Example 2: Preparing Data for Neural Network Training

The success of a neural network largely depends on the quality and structure of its data. In this example, we’ll focus on preparing and visualizing data for a neural network designed to classify points into two categories based on their coordinates.

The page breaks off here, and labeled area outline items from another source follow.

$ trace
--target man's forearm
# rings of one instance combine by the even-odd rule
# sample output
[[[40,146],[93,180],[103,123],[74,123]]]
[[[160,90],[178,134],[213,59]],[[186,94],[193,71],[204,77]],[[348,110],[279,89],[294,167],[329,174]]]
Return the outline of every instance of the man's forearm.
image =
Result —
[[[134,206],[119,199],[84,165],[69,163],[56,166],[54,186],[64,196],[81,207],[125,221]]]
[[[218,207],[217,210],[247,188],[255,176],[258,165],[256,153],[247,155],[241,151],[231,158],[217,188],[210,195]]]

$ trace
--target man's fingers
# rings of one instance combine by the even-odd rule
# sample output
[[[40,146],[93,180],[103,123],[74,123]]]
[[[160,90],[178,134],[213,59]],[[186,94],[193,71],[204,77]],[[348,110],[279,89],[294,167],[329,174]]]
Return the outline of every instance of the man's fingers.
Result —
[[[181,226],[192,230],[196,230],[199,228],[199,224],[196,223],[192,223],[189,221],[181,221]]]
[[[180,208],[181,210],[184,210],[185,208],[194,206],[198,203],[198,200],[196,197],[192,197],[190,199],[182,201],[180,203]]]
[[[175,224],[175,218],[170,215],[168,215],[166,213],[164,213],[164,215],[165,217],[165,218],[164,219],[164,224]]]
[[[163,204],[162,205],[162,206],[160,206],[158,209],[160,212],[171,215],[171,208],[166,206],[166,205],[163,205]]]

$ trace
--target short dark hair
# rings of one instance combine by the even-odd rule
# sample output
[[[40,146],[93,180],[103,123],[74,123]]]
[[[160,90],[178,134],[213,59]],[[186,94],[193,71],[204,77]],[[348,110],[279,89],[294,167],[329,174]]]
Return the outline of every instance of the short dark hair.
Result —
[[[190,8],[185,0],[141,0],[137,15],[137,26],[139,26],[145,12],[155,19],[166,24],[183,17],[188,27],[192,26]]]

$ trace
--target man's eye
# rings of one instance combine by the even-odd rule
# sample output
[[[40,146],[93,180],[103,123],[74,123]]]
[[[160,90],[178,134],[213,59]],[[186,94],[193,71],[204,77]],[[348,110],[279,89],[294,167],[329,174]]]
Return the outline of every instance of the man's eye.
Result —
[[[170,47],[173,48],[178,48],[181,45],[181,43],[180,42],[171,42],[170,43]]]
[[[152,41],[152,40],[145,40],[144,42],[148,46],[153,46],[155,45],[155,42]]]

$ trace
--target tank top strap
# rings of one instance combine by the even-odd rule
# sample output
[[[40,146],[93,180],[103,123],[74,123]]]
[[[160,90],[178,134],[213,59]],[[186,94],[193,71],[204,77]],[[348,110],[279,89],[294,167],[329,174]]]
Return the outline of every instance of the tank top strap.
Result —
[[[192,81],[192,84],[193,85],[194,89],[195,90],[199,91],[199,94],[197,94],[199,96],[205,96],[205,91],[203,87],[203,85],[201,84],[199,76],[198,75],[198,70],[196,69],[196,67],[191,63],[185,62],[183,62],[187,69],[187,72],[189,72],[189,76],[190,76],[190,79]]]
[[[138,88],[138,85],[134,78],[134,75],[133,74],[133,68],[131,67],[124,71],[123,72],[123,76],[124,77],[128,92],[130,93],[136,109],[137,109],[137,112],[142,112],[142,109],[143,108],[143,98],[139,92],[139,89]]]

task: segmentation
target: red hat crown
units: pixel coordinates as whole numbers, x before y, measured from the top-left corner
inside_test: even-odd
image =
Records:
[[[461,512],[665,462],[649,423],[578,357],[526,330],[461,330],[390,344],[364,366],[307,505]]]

Step 1: Generate Synthetic Data

Synthetic data simplifies experimentation by providing easily understandable relationships.

import numpy as np

# Generate random points with two features
np.random.seed(42)  # For reproducibility
X = np.random.rand(1000, 2)  # 1000 samples with 2 features each

# Define the labels based on a rule (e.g., sum of coordinates > 1)
y = (X[:, 0] + X[:, 1] > 1).astype(int)

Step 2: Split Data into Training and Testing Sets

Dividing data into training and testing subsets ensures the model is evaluated on unseen data.

from sklearn.model_selection import train_test_split

# Split the dataset into training and testing sets
X_train, X_test, y_train, y_test = train_test_split(X, y, test_size=0.2, random_state=42)

Step 3: Visualize the Data

Data visualization helps in understanding patterns and relationships, which is crucial before model training.

import matplotlib.pyplot as plt

# Plot the data points
plt.scatter(X[y == 0][:, 0], X[y == 0][:, 1], label="Class 0", color='blue', alpha=0.6)
plt.scatter(X[y == 1][:, 0], X[y == 1][:, 1], label="Class 1", color='red', alpha=0.6)
plt.axline((0.5, 0.5), slope=-1, color='green', linestyle='--', label="Decision Boundary (x1 + x2 = 1)")
plt.xlabel("Feature 1")
plt.ylabel("Feature 2")
plt.legend()
plt.title("Visualization of Synthetic Data")
plt.show()

Step 4: Normalize the Data

Normalization scales features to a range that ensures faster convergence during training.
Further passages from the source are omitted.